Aviation Mysteries of Modern World: EgyptAir Flight 990
Aviation is probably the only industry to have a better rating than 6-Sigma, which means that the chances of an unsuccessful flight are the least in this sector. This is possible because airliners spend a fortune to implement top-tier security features and services onboard so that passengers’ well-being is never compromised. Nevertheless, there are instances when aircraft crash or disappear without any apparent reason. Such mysterious disappearances and crashes are both a rarity and relentlessly haunting. The case of EgyptAir Flight 990 is one such mystery that continues to boggle us. While the aircraft itself was found and investigators have speculated a probable cause, there is still some mystery around the entire case.
What Exactly Happened on the Halloween Day, 1999?
On the fateful day of Halloween in 1999, the EgyptAir Flight 990 took off from the JFK airport at 1:20 am. The Boeing 767 carrying 217 passengers quickly rose up to 33,000 feet and the pilots didn’t see anything out of the ordinary. While the aircraft had an active crew to manage the initial and final hours of the flight, another cruise crew was onboard to monitor the aircraft while it was on autopilot. What happened next, however, was no ordinary thing - the plane actually disappeared from the radar after flying for approximately thirty minutes. To add to the mystery, an Air France flight, which was flying over the area, didn’t report anything unusual. Dawn came eventually, and it was only after a sea vessel spotted plane debris floating in the Atlantic Ocean (60 miles outside of Nantucket) that the authorities finally believed that the flight crashed midway in mysterious circumstances, leaving no survivors.

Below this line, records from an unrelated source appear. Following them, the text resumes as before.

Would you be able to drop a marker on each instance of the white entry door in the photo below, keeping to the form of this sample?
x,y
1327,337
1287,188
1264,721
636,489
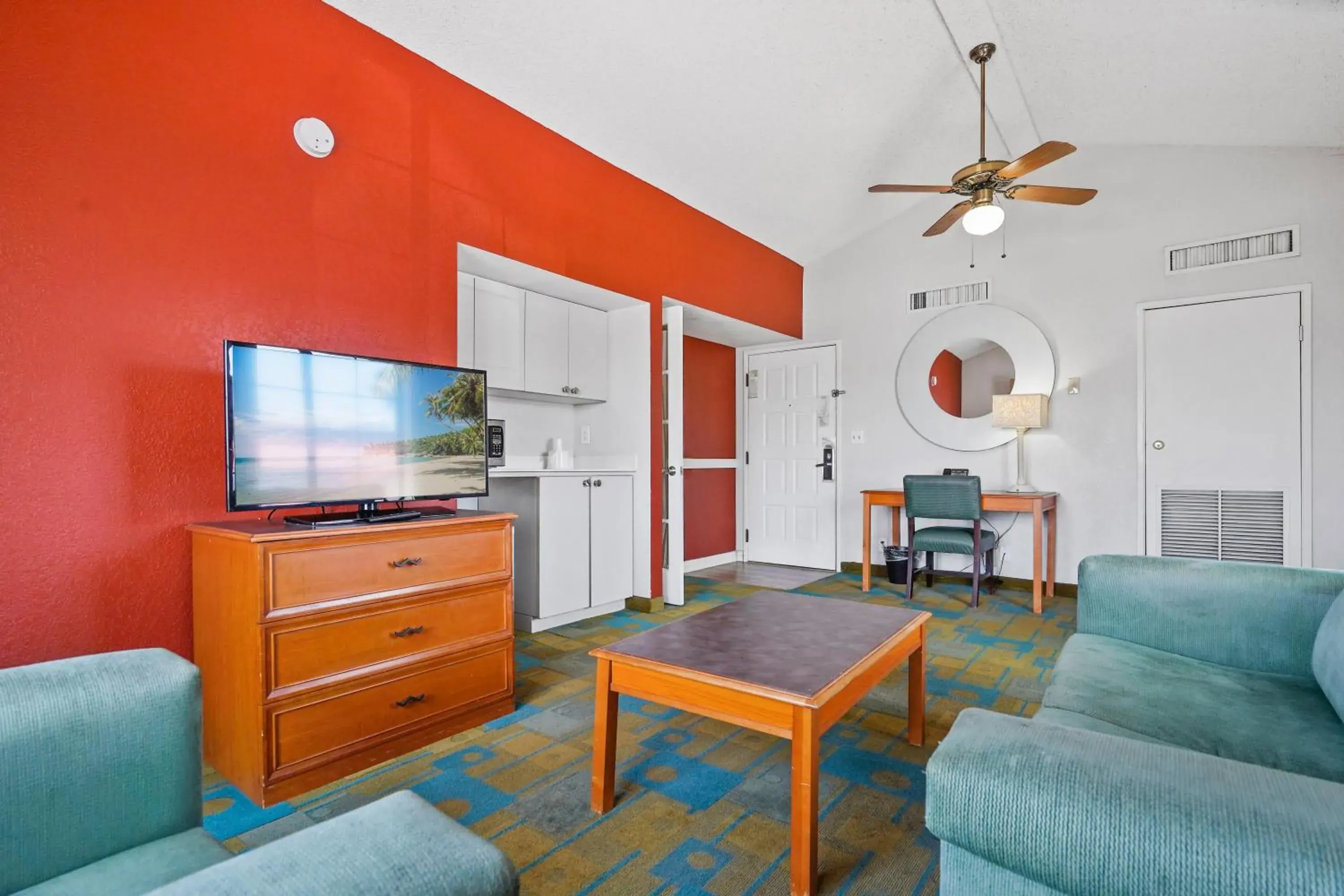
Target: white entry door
x,y
674,519
1223,429
791,422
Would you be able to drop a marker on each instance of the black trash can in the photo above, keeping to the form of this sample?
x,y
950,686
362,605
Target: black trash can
x,y
897,559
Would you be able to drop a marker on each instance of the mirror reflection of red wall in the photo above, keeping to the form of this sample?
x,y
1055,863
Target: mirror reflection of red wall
x,y
945,382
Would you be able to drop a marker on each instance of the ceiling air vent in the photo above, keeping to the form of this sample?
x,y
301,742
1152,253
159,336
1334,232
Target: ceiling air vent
x,y
1223,524
1234,250
949,296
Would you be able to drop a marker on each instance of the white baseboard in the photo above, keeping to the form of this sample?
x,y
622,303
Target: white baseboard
x,y
714,560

Did Everything Last For Just 30 Minutes?
The commanding officer of the EgyptAir Flight 990 was Captain Ahmed El-Habashi, a 57-year-old pilot who had been working with EgyptAir for about 36 years. On the other hand, the 36-years -old First Officer Adel Anwar had switched places with his colleague to be on this flight because he wanted to make it home for his wedding. Moreover, the relief crew comprised 52-year-old Captain Raouf Noureldin and 59-year-old First Officer Gameel Al-Batouti. In addition, Captain Hatem Rushdy who was the chief pilot of the airlines for the Boeing 767 was also onboard. Though the crew was an experienced one, things started to go haywire within the first half hour of the flight. Relief First Officer Al-Batouti insisted on replacing First Officer Anwar because he didn’t want to assist Captain Raouf Noureldin. Therefore, after Al-Batouti finished his meal early, the switch was made. However, once officer Al-Barouti disconnected the autopilot and cut off the fuel supply to the engine, the Boeing 767 began to descend. Seeing this, Captain El Habashy tries to power up the engines again and also deploys the speed brakes, so that the plane could come out of the dive. Though the plane began to climb again, the stress eventually took a toll on the aircraft and it began to dive again into the ocean.
ECAA and NTSB Investigations and Findings
The investigators are somewhat evenly divided on the whole incident. While some believe that the crash was because of a mechanical failure, others thought that it was a deliberate act of by Al-Batouty. The Western media began to report that the tragedy was indeed, an act of terrorism because the voice recorder on the place recorded Al-Batouty shout out loud, “I rely on God,” which was then translated as “I made my decision now. I put my faith in God’s hands.” On the other hand, the U.S. National Transportation Safety Board (NTSB) investigated the idea of mechanical failures as proposed by the Egyptian Civil Aviation Agency (ECAA). Eventually, the NTSB found the evidence inconclusive and reported that the probable cause of the crash was the incorrect flight control inputs made by Al-Batouty. To this, the ECAA showed displeasure and launched their own investigation. Accordingly, they presented their official report, which refuted the theory that the Relief First Officer purposefully compromised the flight. Rather, it was a mechanical failure that likely caused the accident.